L’auteur du bras tendu à Manchester était membre du Kop Virage Nord, la principale association de supporteurs lyonnais, dont les Bad Gones forment le noyau. Si ces derniers ne se revendiquent pas du mouvement ultra, ils en partagent la plupart des codes, à commencer par la volonté d’être acteurs du spectacle au stade à travers des animations visuelles et des chants. Créés en 1987, ils traînent un passé sulfureux.
A leurs débuts, les Bad Gones s’affichent ouvertement comme nationalistes – une croix celtique, symbole suprémaciste blanc, figurait sur l’une des premières écharpes du groupe. A l’époque, certains d’entre eux se signalent par des actes racistes et antisémites.
Au cours des années 2000, le groupe est contraint par Jean-Michel Aulas de lisser significativement son image. « A cette période, la plupart des hooligans de la tribune partent au virage sud pour retrouver une atmosphère plus radicale », retrace Nicolas Hourcade, enseignant en sociologie à l’Ecole centrale de Lyon et spécialiste des supporteurs de football.
Un espace fortement autogéré
En même temps qu’il devient plus fréquentable, le Kop virage nord s’avère un soutien puissant pour l’équipe… et un levier politique pour son président, quand il s’agissait, par exemple, de mettre la pression sur un entraîneur.
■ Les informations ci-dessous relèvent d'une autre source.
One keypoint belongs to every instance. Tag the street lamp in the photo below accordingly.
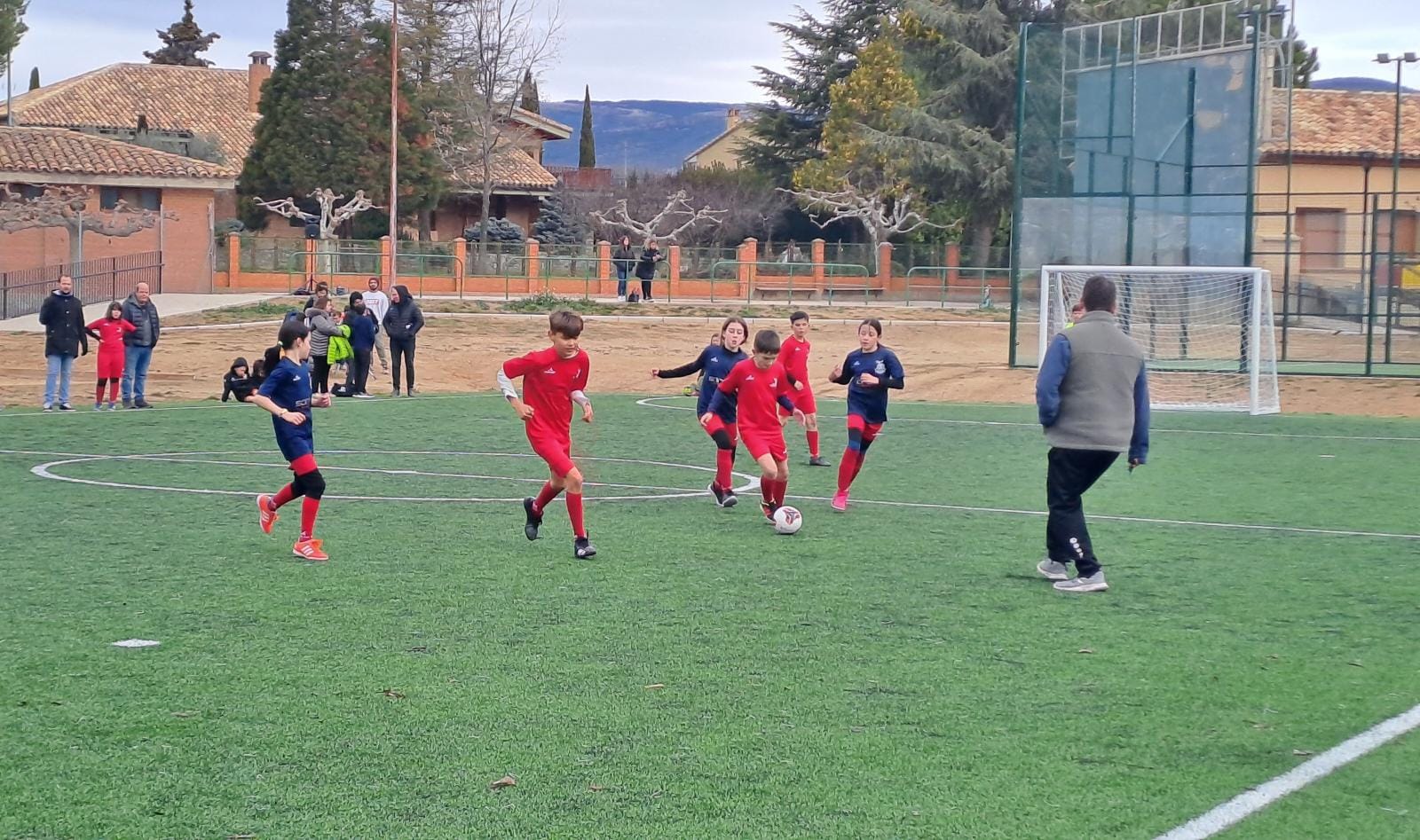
(1395, 187)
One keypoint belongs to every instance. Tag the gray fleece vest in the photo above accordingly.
(1098, 392)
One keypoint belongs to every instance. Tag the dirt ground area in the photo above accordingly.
(962, 362)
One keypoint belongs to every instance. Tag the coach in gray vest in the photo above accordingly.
(1093, 395)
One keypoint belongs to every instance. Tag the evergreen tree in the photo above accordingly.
(587, 153)
(182, 43)
(326, 115)
(556, 224)
(530, 95)
(823, 50)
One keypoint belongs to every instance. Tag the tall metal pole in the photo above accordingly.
(394, 146)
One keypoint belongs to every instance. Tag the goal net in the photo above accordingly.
(1207, 333)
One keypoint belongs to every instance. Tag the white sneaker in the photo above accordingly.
(1053, 570)
(1093, 584)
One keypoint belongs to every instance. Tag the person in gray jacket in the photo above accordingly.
(1093, 395)
(138, 345)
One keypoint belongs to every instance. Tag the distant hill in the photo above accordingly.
(1356, 82)
(643, 135)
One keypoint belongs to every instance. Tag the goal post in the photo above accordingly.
(1207, 333)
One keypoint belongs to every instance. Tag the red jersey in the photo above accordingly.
(759, 393)
(548, 382)
(794, 357)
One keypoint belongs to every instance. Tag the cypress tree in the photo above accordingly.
(182, 43)
(587, 158)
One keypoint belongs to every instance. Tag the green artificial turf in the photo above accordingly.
(894, 671)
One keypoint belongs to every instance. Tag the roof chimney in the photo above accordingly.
(257, 73)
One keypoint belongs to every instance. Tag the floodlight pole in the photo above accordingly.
(394, 146)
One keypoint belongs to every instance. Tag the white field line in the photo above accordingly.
(659, 404)
(1244, 805)
(46, 471)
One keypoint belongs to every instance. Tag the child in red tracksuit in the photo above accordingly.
(110, 331)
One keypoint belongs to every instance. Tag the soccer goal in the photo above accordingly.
(1207, 333)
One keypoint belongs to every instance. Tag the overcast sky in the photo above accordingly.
(624, 49)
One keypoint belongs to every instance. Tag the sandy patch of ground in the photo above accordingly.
(946, 362)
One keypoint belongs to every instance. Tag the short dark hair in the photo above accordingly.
(291, 333)
(1098, 294)
(767, 341)
(565, 324)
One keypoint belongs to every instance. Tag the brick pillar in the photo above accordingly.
(461, 264)
(233, 262)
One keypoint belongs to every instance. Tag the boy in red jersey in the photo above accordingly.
(554, 379)
(794, 357)
(760, 383)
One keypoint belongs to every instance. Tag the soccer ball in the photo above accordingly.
(788, 521)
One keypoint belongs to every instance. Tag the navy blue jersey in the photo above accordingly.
(288, 386)
(870, 402)
(716, 362)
Depuis, les Bad Gones ont noué des relations institutionnelles avec le club, à tel point qu’en 2016, Jean-Michel Aulas et le maire de Lyon de l’époque, Gérard Collomb, sont présents à l’inauguration de leur nouveau local. Cette légitimité permet notamment à l’association de bénéficier de tarifs préférentiels pour renouveler les abonnements de ses adhérents.
Aujourd’hui, si le Kop virage nord se présente officiellement comme apolitique, une tendance nationaliste se diffuse pourtant. « N’apporte en tribune que le drapeau de notre patrie ou de notre ville, qui sont les seuls acceptés dans notre virage » est l’une des règles imposées par écrit à ses plus de 6 000 membres.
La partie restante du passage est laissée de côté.